Is your lattice 2 dimensional, or is there more than one choice of line to pick, or did you mean you would project onto the orthogonal hyperspace?

Thank you for your questions. So this is the question I asked myself for an ##n##-dimensional lattice. The ##b_i## are all linearly independent according to definition of an ##n##-dimensional lattice. Then I would project the ##n##-dimensional lattice ##\Lambda## onto the hyperplane orthogonal to ##b_1## (of the dimension ##n-1##), if this is thought correctly. In the ##2##-dimensional it is a line like this:

I tried to represent this graphically in 2D. The blacks are the lattice points and the greens their projection onto the plane/space/... orthogonal to ##b_1##, the point in the origin belongs to both...

In the 2d case it's not hard to see it's a lattice. Let ##c## be orthogonal to ##b_1## with unit length.

##\alpha b_1 + \beta b_2\to \beta (<b_2,c> c)## so the image is a 1 dimensional lattice generated by ##<b_2,c> c##.

Peter_Newman
Office_Shredder said:
In the 2d case it's not hard to see it's a lattice. Let ##c## be orthogonal to ##b_1## with unit length.

##\alpha b_1 + \beta b_2\to \beta (<b_2,c> c)## so the image is a 1 dimensional lattice generated by ##<b_2,c> c##.

How you came up with this (##\alpha b_1 + \beta b_2\to \beta (<b_2,c> c)## ...) so quickly, I have yet to understand... If I understand this right, ##<b_2,c>## expresses the ##b_2## component of a lattice point, now I just think what ##<b_2,c> c## means then...

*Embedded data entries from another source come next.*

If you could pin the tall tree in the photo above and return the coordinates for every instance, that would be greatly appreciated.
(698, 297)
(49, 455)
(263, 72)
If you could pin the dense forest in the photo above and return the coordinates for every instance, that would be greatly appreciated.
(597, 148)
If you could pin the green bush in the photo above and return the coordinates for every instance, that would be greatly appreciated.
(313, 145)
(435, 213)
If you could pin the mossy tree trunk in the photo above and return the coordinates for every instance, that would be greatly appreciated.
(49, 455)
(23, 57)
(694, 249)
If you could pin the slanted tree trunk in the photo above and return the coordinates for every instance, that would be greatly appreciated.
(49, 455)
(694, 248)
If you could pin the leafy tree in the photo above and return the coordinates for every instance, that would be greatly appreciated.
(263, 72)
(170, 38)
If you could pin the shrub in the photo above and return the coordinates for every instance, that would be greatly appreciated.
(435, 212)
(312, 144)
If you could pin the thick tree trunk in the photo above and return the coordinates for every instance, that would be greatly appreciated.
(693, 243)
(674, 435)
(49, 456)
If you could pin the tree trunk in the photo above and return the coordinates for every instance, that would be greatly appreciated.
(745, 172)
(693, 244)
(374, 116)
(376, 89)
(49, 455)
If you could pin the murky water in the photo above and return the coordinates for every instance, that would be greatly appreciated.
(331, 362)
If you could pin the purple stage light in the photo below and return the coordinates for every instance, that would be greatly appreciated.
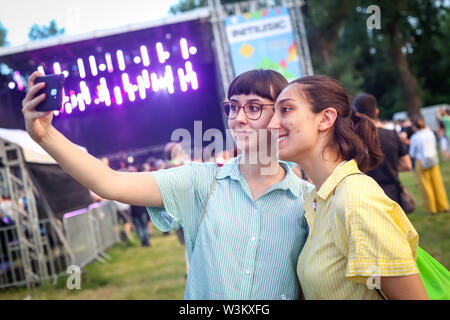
(65, 98)
(162, 54)
(73, 100)
(18, 79)
(109, 62)
(192, 50)
(175, 67)
(141, 87)
(81, 68)
(93, 65)
(144, 54)
(68, 107)
(85, 92)
(128, 87)
(154, 81)
(146, 78)
(81, 104)
(105, 91)
(168, 79)
(120, 59)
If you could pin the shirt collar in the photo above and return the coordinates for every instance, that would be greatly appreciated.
(290, 181)
(340, 172)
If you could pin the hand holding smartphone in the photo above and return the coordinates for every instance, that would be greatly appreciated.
(53, 92)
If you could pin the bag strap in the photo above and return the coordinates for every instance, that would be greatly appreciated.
(209, 195)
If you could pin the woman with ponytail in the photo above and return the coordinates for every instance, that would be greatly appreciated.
(360, 245)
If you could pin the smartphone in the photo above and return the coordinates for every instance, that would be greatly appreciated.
(53, 92)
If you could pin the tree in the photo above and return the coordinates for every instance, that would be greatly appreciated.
(41, 32)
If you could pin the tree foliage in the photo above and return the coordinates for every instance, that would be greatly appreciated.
(41, 32)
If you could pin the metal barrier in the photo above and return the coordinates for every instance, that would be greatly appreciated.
(89, 233)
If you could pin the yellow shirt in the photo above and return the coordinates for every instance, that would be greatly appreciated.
(356, 234)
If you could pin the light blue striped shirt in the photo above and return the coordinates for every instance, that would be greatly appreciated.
(243, 249)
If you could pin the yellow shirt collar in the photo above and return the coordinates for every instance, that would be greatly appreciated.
(340, 172)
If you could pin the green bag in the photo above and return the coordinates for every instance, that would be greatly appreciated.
(435, 277)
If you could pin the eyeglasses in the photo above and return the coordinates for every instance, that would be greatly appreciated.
(252, 110)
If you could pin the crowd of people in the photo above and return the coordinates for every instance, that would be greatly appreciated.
(319, 231)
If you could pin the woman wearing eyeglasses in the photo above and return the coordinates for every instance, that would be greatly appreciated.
(243, 222)
(359, 240)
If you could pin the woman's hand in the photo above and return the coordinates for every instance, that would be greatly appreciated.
(37, 123)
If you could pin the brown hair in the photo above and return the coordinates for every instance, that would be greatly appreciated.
(354, 135)
(366, 104)
(264, 83)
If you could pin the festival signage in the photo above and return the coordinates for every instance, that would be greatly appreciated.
(263, 39)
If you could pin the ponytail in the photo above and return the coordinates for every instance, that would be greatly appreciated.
(354, 135)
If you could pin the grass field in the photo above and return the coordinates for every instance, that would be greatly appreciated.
(157, 272)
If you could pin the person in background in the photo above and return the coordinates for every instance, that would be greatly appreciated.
(443, 119)
(356, 232)
(395, 155)
(423, 149)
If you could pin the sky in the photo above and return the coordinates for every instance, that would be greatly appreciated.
(76, 16)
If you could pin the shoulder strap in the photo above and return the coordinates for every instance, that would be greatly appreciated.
(209, 195)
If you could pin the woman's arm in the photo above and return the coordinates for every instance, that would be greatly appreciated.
(404, 288)
(133, 188)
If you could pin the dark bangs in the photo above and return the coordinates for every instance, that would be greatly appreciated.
(264, 83)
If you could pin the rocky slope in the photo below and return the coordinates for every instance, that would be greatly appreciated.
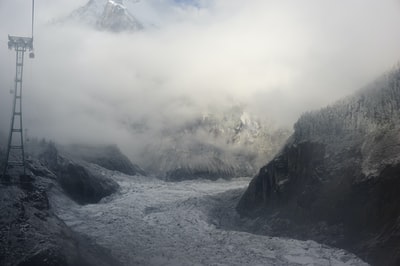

How is that then generally in the n-dimensional case?

Peter_Newman said:
How you came up with this (##\alpha b_1 + \beta b_2\to \beta (<b_2,c> c)## ...) so quickly, I have yet to understand... If I understand this right, ##<b_2,c>## expresses the ##b_2## component of a lattice point, now I just think what ##<b_2,c> c## means then...

How is that then generally in the n-dimensional case?

The inner product measures the length of the projection, and the multiplication by c measures the direction of the new post- projection vector. It probably looks too obvious because you already knew it was in the c direction.

Peter_Newman
Office_Shredder said:
The inner product measures the length of the projection
Exactly, that's what I wanted to say in my previous post :)

For the ##n## dimensional case, you basically get the same result. Let ##P## be the projection. Obviously the projected lattice is spanned by integer combinations of ##Pb_2,...,Pb_n##. We need to prove these are linearly independent.

Suppose ##\sum_{i\geq 2} \alpha_i Pb_i=0##. Then ##\sum_{i\geq 2} \alpha_i b_i=\alpha_1 b_1## since it has to live in the kernel of ##P##
But the original basis is linearly independent, so all the coefficients must be zero.

Hey, so I would have started like this now. So the projection of a vector from the lattice onto the span orthogonal to ##b_1 = b_1^*## would be, to my knowledge:

##\pi_{i=2}(x) = \sum_{j\geq i=2}^n \frac{\langle x, b_j^*\rangle}{\langle b_j^*, b_j^*\rangle}b_j^* \quad\text{(1)}##

But now you would have to show that this is a lattice, which I think is difficult here, because the fraction would have to be an integer, compare the lattice definition from above:

##\Lambda = \{\sum \lambda_ib_i, \lambda_i \in \mathbb{Z}\}##

now I am not sure how to show that equation (1) is or builds a lattice... The ##b_j^*## are not a problem because they are in ##R^n## but the factor has to be in ##Z## to build a lattice...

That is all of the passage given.